The two researchers say they bought a totaled Model 3 in late 2018. When they accessed the car’s computer, they found unencrypted data from “at least 17 different devices,” according to the report. (The car had been owned by a construction company and presumably used by multiple employees.) That included 11 driver or passenger phonebooks, with numbers, email addresses, and calendar entries intact. The researchers also gained access to the last 73 locations that had been plugged into the car’s navigation system.
In addition, the car’s computer still contained footage from one of the Model 3’s seven cameras. This included the forward-facing view of the wreck that totaled the car, as well as a clip of a previous crash that was less serious.
One of the researchers told CNBC that he found similar data from other Tesla vehicles, too, including a Tesla Model S, Model X, and two other Model 3s. “Given how technically sophisticated Teslas are, I’m really surprised to learn that they would handle data so carelessly,” Ashkan Soltani, a security researcher and former chief technologist for the FTC, said in an email to The Verge
As CNBC points out, personal data retention is a problem more readily associated with rental cars. The Federal Trade Commission has repeatedly reminded consumers to be careful with their information when renting. But as cars are outfitted with ever more sensors and computers, those that have been sold or crashed now contain far more granular data about an owner than what’s generated over a few days in a rental.
The problem with all this “data waste” is that some manufacturers shift the burden for privacy to consumers. The Jetta owner, for example, didn’t know Volkswagen puts the onus on the customer to wipe their data before selling their car — even if it’s being sold back to a dealership. So new car buyers should start treating vehicles like they would a smartphone and be sure to wipe any data before selling it to anyone.
“I do think automakers should be taking steps to make sure that information isn’t available to unauthorized access (secondary owners or used car dealerships, for example),” Soltani writes. “Location and contacts are incredibly personal and sensitive, [and] I think it’s problematic to leave that information laying around. Specially given that unlike mobile phones, cars typically stay in circulation for decades.”

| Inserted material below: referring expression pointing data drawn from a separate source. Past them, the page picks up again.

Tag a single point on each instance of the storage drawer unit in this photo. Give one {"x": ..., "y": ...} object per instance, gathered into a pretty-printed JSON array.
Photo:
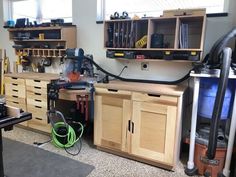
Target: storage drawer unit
[
  {"x": 15, "y": 93},
  {"x": 29, "y": 92}
]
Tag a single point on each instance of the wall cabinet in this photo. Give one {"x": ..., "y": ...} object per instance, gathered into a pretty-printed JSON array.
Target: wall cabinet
[
  {"x": 139, "y": 124},
  {"x": 171, "y": 37},
  {"x": 28, "y": 91}
]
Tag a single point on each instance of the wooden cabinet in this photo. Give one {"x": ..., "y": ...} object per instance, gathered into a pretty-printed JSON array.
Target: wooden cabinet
[
  {"x": 138, "y": 124},
  {"x": 44, "y": 41},
  {"x": 113, "y": 110},
  {"x": 167, "y": 37},
  {"x": 28, "y": 91}
]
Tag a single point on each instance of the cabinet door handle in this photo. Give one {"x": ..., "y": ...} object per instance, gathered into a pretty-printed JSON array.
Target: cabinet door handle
[
  {"x": 132, "y": 128},
  {"x": 129, "y": 125}
]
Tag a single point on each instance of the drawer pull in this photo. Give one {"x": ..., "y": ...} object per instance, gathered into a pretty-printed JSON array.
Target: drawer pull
[
  {"x": 38, "y": 118},
  {"x": 153, "y": 95},
  {"x": 38, "y": 100},
  {"x": 112, "y": 90},
  {"x": 37, "y": 93}
]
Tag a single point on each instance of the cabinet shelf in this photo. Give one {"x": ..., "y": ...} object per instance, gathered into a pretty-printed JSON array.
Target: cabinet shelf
[
  {"x": 177, "y": 34},
  {"x": 40, "y": 40},
  {"x": 52, "y": 53}
]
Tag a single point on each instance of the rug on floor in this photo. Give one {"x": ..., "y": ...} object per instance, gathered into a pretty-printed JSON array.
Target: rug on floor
[{"x": 22, "y": 160}]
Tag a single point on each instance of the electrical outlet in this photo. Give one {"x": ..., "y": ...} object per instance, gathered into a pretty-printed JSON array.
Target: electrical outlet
[{"x": 145, "y": 66}]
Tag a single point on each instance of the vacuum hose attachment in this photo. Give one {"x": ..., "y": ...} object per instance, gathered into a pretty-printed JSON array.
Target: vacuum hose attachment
[
  {"x": 216, "y": 50},
  {"x": 223, "y": 81}
]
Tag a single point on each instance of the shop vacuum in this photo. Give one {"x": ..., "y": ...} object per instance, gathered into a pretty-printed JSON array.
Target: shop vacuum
[{"x": 210, "y": 151}]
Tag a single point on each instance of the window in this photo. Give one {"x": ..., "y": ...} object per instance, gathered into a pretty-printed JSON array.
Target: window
[
  {"x": 42, "y": 10},
  {"x": 155, "y": 8}
]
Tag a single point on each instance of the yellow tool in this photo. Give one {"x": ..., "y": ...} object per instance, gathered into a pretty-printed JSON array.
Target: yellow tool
[{"x": 5, "y": 69}]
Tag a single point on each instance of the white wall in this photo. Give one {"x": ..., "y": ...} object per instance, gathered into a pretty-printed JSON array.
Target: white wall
[{"x": 90, "y": 38}]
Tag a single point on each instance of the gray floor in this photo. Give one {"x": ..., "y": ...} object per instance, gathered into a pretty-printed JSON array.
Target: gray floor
[{"x": 106, "y": 165}]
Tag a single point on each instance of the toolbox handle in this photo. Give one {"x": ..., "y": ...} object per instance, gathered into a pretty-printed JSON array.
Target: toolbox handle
[
  {"x": 153, "y": 95},
  {"x": 37, "y": 118},
  {"x": 112, "y": 90},
  {"x": 37, "y": 93}
]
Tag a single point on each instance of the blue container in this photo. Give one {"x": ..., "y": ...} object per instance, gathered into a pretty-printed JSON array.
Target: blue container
[{"x": 207, "y": 95}]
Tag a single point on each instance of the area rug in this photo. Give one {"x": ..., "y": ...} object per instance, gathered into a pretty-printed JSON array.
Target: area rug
[{"x": 22, "y": 160}]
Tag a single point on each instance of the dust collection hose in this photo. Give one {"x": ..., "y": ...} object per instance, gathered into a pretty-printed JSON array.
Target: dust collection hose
[
  {"x": 222, "y": 85},
  {"x": 139, "y": 80}
]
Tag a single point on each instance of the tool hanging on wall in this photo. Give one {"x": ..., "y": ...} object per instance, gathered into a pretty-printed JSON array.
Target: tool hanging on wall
[{"x": 5, "y": 68}]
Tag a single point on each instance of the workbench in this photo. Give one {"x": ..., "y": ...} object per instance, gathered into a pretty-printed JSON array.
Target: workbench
[
  {"x": 7, "y": 124},
  {"x": 139, "y": 121},
  {"x": 28, "y": 91}
]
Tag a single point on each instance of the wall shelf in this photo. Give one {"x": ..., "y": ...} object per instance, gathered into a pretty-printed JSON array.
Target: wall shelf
[{"x": 178, "y": 35}]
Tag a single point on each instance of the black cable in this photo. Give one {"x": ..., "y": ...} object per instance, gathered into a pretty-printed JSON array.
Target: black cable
[{"x": 140, "y": 80}]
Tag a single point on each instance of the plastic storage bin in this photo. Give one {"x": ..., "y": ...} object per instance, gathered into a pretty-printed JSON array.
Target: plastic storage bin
[{"x": 207, "y": 95}]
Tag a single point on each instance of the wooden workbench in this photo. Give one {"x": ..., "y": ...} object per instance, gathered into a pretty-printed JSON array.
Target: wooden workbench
[{"x": 139, "y": 121}]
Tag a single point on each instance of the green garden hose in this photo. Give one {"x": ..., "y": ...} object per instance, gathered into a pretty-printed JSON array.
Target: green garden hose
[{"x": 71, "y": 135}]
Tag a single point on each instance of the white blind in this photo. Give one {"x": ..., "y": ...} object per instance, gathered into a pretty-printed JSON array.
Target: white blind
[
  {"x": 43, "y": 10},
  {"x": 155, "y": 8}
]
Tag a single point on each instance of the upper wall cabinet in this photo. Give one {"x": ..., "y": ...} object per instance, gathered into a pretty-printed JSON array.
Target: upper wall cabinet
[
  {"x": 170, "y": 38},
  {"x": 44, "y": 41}
]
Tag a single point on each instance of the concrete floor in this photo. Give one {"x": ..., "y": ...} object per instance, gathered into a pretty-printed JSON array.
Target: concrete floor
[{"x": 106, "y": 165}]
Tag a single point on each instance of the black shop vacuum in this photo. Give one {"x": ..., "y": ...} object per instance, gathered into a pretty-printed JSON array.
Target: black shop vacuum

Even if they behave perfectly, car owners don’t always necessarily have control over the situation. In a crash like the one CNBC reported on, the last thing an owner is likely going to think about after slamming into a tree is that they need to factory reset their car. And depending on the severity of the crash, the car’s screen may not even work, making doing so impossible without extra hardware.
So as cars continue to collect more and more data, everyone — from the companies that make them, to the people who buy them, to the regulators overseeing the evolving market — needs to think a little harder about how to make sure that data doesn’t wind up in the wrong hands.